Como a Wilber Cutipa se le ve como un tipo moderado, sonrisa breve y con relativa visibilidad política, existe la errada creencia de que es un candidato nuevo, con nuevos bríos y mentalidad abierta. En realidad, su pasado político es antiguo y abrumadoramente oportunista. Para desnudar a Cutipa tenemos que ver más allá del partido con el que hoy postula, hay que verle el pasado, su árbol “genealógico” político. Y en este asunto la secuencia que tiene es clarísima: Cutipa es la prolongación ideológica y política de Walter Aduviri y de todos sus lugartenientes que cuando ganaron el gobierno regional en el 2018, ejercieron el poder de la manera más déspota y con una posición ideológica duramente dogmática, que se caracterizó por una tozuda indiferencia hacia la población urbana de Puno y hacia pobladores procedentes de la zona quechua.
Y una clara demostración de que Wilver Cutipa es la ovulación política de Aduviri, es su recorrido político. Todos saben que del Aymarazo, en 2011, surgió el liderazgo de Walter Aduviri, pero pocos saben que alrededor de ese tiempo también se intentó dar vida al Movimiento Andino por la Liberación del Kullasuyo (MALLKU), cuyos fundadores fueron Aduviri Q. Tancara y Huacoto. Como no consiguieron concretar dicho movimiento, utilizaron a Democracia Directa en el 2014, para luego caer en Mi Casita, en el 2018, con el que Aduviri llegó al poder Regional. Y es precisamente en esta gestión cuando aparece públicamente Wilber Cutipa como funcionario regional, aunque ya era conocido desde antes como parte de la portátil de Aduviri. Después de la caída del gobierno de Aduviri, juntó a los mismos operadores políticos de Mi casita, Cutipa postuló por Somos Pueblo en 2022. No logró el triunfo, pero apenas terminaron aquellas elecciones, Cutipa personalmente intentó recuperar nuevamente el nombre del Movimiento MALLKU, junto a los mismos antiguos colaboradores de Aduviri como Q. Tancara. Al no poder hacerlo por segunda vez, buscó diversos partidos hasta encontrar la combi precisa de “País para Todos”.
Por todo esto es que Cutipa es heredero político de Walter Aduviri. Y no solo porque haya trabajado en su gobierno o porque intentara recuperar MALLKU, también porque a su alrededor siempre estuvieron y están hasta ahora antiguos cuadros aduviristas que ya ejercieron el poder en 2018. El caso más evidente es por ejemplo Martín Ticona: acompañó a Aduviri bajo Democracia Directa en 2014, volvió a acompañarlo con Mi Casita en 2018 y ahora aparece nuevamente, esta vez junto a Cutipa, dentro de País para Todos. Así como éste hay aun otros antiguos cuadros, candidatos y autoridades reciclados provenientes de Mi Casita.

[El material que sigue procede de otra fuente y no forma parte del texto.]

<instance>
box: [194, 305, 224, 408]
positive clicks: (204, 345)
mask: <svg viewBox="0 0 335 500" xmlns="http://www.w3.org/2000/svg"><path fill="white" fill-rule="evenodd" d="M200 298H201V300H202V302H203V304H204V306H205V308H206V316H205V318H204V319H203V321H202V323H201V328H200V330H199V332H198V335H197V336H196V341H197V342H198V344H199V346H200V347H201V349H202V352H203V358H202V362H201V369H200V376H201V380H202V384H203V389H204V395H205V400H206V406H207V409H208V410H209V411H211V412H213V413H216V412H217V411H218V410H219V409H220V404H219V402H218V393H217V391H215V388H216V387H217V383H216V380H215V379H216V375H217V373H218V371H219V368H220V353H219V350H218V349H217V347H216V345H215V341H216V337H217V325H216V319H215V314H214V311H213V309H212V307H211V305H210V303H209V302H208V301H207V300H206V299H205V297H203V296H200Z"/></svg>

Se me objetará, después de estos ejemplos, que, bajo la idea de continuidad ideológica, meto en el mismo saco a Cutipa y a Aduviri, pero yo digo ¿Acaso no son la misma cosa? y alargo aún más ¿qué garantías hay de que Cutipa no repita lo mismo que Aduviri si juntos hacen todo? Para muchos el gobierno de Aduviri fue sumamente déspota y discriminatorio, además de afín con el modelo boliviano. Yo creo que nadie espera que eso se repita. Y creo también que una candidatura no viene al mundo sola, se hace en base a liderazgos, redes y referentes ideológicos. Y en el caso de Cutipa, nunca se alejó de los cuadros aduviristas, entonces, acaso no es legítimo preguntarse ¿qué más está heredando Cutipa? No lo juzgo, pero tampoco se puede ignorar sus antecedentes políticos.